Wynn fits in well at the Old Town Clovis tea house a visit to the past where diners sip tea from tiny china cups and nibble on cucumber sandwiches. Servers clear tables in elegant attire and extravagant hats, and Wynn, a certified etiquette consultant, wanders from table to table asking customers if they have any etiquette questions.

One woman asks when is the proper time to send a thank-you note. “It’s best to do it right away,” Wynn says. “If it’s six months later, send it anyway and don’t apologize. It’s better late than never at all.” What about an e-mail thank-you note? “Don’t,” Wynn says. “E-mails are so impersonal, and think of when you receive something in the mail. Isn’t it special?”

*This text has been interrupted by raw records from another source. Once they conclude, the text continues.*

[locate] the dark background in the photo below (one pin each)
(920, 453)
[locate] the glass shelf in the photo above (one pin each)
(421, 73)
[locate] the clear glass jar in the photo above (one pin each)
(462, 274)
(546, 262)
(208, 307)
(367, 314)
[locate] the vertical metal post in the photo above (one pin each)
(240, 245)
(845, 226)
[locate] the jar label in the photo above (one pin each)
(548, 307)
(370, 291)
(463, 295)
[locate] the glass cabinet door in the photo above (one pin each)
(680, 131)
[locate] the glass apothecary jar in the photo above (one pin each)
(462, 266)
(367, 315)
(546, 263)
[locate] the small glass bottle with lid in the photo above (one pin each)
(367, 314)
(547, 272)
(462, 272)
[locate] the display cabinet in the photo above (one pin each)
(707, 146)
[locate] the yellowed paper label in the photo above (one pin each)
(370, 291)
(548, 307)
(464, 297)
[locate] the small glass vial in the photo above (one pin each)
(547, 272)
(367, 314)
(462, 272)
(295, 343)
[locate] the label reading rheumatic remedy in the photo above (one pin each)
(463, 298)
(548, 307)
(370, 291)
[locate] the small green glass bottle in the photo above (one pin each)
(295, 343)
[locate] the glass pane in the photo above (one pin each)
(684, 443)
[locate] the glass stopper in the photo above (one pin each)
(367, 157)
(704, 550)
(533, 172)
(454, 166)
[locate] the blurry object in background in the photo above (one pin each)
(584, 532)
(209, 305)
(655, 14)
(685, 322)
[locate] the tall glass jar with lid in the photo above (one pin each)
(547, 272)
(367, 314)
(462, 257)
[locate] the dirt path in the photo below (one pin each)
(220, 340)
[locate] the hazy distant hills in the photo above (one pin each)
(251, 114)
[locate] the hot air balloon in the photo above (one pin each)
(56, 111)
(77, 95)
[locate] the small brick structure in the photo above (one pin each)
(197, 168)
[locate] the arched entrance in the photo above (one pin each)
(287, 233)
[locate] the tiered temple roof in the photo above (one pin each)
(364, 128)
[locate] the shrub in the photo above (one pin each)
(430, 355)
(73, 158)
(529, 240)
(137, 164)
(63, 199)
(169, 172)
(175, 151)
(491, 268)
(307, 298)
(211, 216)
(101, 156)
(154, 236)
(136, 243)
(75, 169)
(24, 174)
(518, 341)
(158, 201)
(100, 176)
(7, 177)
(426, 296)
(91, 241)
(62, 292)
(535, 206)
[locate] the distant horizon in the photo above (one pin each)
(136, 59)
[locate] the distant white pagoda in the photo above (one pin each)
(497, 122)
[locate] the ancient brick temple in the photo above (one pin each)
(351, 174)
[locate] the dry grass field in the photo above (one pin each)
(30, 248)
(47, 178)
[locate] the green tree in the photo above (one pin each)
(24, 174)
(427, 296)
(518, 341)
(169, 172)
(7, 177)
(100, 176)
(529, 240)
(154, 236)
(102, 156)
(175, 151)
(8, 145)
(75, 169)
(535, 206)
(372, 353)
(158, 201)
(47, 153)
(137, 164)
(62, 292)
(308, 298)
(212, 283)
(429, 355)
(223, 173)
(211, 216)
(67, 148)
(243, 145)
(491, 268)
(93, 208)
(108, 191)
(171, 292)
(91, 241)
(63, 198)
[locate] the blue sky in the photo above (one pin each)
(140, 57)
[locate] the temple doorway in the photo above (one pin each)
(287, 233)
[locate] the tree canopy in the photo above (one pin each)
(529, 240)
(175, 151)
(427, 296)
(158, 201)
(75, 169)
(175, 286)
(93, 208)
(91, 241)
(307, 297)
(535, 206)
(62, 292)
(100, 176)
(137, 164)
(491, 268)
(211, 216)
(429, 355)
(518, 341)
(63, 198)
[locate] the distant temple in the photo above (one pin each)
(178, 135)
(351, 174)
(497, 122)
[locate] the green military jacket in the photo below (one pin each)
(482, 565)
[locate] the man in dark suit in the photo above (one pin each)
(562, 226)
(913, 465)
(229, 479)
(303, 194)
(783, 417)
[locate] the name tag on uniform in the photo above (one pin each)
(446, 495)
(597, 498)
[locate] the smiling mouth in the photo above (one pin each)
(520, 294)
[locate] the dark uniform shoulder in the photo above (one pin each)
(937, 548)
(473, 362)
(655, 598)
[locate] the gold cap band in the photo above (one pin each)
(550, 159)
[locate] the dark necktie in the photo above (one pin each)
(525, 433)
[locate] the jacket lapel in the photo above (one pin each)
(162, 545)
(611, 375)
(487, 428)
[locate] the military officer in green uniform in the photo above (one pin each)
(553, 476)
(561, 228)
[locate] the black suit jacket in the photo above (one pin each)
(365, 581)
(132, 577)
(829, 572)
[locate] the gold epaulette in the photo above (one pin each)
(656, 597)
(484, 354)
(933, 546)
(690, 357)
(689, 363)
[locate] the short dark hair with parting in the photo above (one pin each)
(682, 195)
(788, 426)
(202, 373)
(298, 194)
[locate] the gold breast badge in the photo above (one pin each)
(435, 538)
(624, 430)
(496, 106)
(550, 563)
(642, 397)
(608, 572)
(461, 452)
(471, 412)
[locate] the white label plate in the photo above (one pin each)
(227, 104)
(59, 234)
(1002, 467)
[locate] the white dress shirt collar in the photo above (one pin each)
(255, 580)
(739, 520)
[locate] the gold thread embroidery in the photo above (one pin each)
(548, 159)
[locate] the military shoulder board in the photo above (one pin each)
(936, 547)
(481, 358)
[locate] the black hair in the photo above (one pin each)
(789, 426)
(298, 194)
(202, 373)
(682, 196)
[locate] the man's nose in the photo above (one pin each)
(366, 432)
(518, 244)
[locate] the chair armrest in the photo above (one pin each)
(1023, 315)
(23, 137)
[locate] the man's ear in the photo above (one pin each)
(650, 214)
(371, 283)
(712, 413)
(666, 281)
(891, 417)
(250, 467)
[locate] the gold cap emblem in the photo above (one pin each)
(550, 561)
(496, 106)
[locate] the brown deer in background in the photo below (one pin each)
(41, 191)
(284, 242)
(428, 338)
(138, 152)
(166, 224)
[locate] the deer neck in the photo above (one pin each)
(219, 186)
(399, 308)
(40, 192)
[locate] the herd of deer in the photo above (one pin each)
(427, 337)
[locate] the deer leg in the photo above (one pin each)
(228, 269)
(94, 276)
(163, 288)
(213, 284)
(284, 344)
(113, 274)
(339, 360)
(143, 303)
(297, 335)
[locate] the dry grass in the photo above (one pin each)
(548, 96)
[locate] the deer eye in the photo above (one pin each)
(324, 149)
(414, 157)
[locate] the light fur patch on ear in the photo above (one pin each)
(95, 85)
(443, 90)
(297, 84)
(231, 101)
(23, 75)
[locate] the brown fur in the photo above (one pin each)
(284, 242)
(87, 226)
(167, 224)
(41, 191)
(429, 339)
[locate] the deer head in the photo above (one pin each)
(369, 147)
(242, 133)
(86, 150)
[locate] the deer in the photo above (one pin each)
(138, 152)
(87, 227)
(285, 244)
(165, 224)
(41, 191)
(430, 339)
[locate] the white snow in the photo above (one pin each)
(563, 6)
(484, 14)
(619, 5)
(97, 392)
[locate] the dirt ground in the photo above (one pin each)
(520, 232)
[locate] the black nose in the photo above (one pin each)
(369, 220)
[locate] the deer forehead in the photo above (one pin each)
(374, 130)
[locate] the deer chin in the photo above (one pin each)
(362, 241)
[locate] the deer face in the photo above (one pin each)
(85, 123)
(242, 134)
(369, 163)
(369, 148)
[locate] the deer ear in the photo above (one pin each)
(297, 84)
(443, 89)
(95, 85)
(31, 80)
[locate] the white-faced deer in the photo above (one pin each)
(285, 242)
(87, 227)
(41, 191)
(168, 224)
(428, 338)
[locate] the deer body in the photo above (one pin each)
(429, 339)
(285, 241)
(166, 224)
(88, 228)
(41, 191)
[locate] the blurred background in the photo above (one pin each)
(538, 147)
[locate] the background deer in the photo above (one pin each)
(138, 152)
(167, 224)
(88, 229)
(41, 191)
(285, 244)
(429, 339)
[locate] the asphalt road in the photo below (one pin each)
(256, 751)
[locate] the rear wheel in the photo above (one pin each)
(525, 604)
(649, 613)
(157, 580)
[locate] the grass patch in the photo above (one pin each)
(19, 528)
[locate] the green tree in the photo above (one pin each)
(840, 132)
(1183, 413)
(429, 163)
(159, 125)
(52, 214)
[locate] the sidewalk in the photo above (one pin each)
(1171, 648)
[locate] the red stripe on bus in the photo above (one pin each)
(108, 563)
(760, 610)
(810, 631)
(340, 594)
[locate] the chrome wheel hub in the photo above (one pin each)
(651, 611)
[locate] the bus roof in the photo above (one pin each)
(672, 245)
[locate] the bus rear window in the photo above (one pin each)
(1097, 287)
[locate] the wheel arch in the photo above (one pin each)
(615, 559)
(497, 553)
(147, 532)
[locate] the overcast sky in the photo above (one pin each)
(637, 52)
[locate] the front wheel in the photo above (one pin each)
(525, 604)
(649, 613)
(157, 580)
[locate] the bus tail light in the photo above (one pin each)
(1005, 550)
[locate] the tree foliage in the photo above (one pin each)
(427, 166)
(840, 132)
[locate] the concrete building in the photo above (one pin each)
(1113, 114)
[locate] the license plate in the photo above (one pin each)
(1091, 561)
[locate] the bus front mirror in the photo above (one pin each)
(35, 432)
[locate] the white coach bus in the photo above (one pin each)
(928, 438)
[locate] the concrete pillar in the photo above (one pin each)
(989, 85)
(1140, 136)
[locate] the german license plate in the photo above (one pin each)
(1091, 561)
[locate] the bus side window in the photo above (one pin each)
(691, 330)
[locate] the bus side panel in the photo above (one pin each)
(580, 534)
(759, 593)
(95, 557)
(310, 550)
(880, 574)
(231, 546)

Wynn chats about Italian etiquette with Marisa Silva, of Madera, who is finishing lunch with her daughter-in-law. Silva grew up in Florence, Italy, and moved to the United States after she married an American soldier in 1945. During Italian meals, the salad is always served last just before the dessert, she says.

“Let me warm your tea. We probably talked so much your food has gotten on the chilly side,” Wynn says before moving on to another table. In a matter of minutes, she answers questions about wedding etiquette, proper dating behavior and silverware. There are no typical questions, she says.

Wynn graduated from a two-day etiquette course in St. Louis, Mo., last summer at the suggestion of Elaine Loperena, owner of the Victoria Rose Cottage. Loperena wanted to hire an etiquette expert for the tea house and thought her hostess — a former teacher — was the perfect candidate.

“Joan always came here in such a majestic way. She had a presence,” Loperena says. “We would tell her, ‘You’re like a star from the past.’ She’s like someone out of the ’40s or ’50s. She has class and sophistication but not in a snooty way.”

Wynn, who had learned etiquette during family meals as a child, loved the idea. “I love beautiful things, and etiquette is one of those things that makes life beautiful,” she says.

Wynn answers customers’ questions at the tea house and offers private tutorials on topics such as flirting with Victorian fans, wedding etiquette and how to give a wine-tasting party. She taught a best man how to toast, a family how to eat properly and a nervous young man how to ask a girl out.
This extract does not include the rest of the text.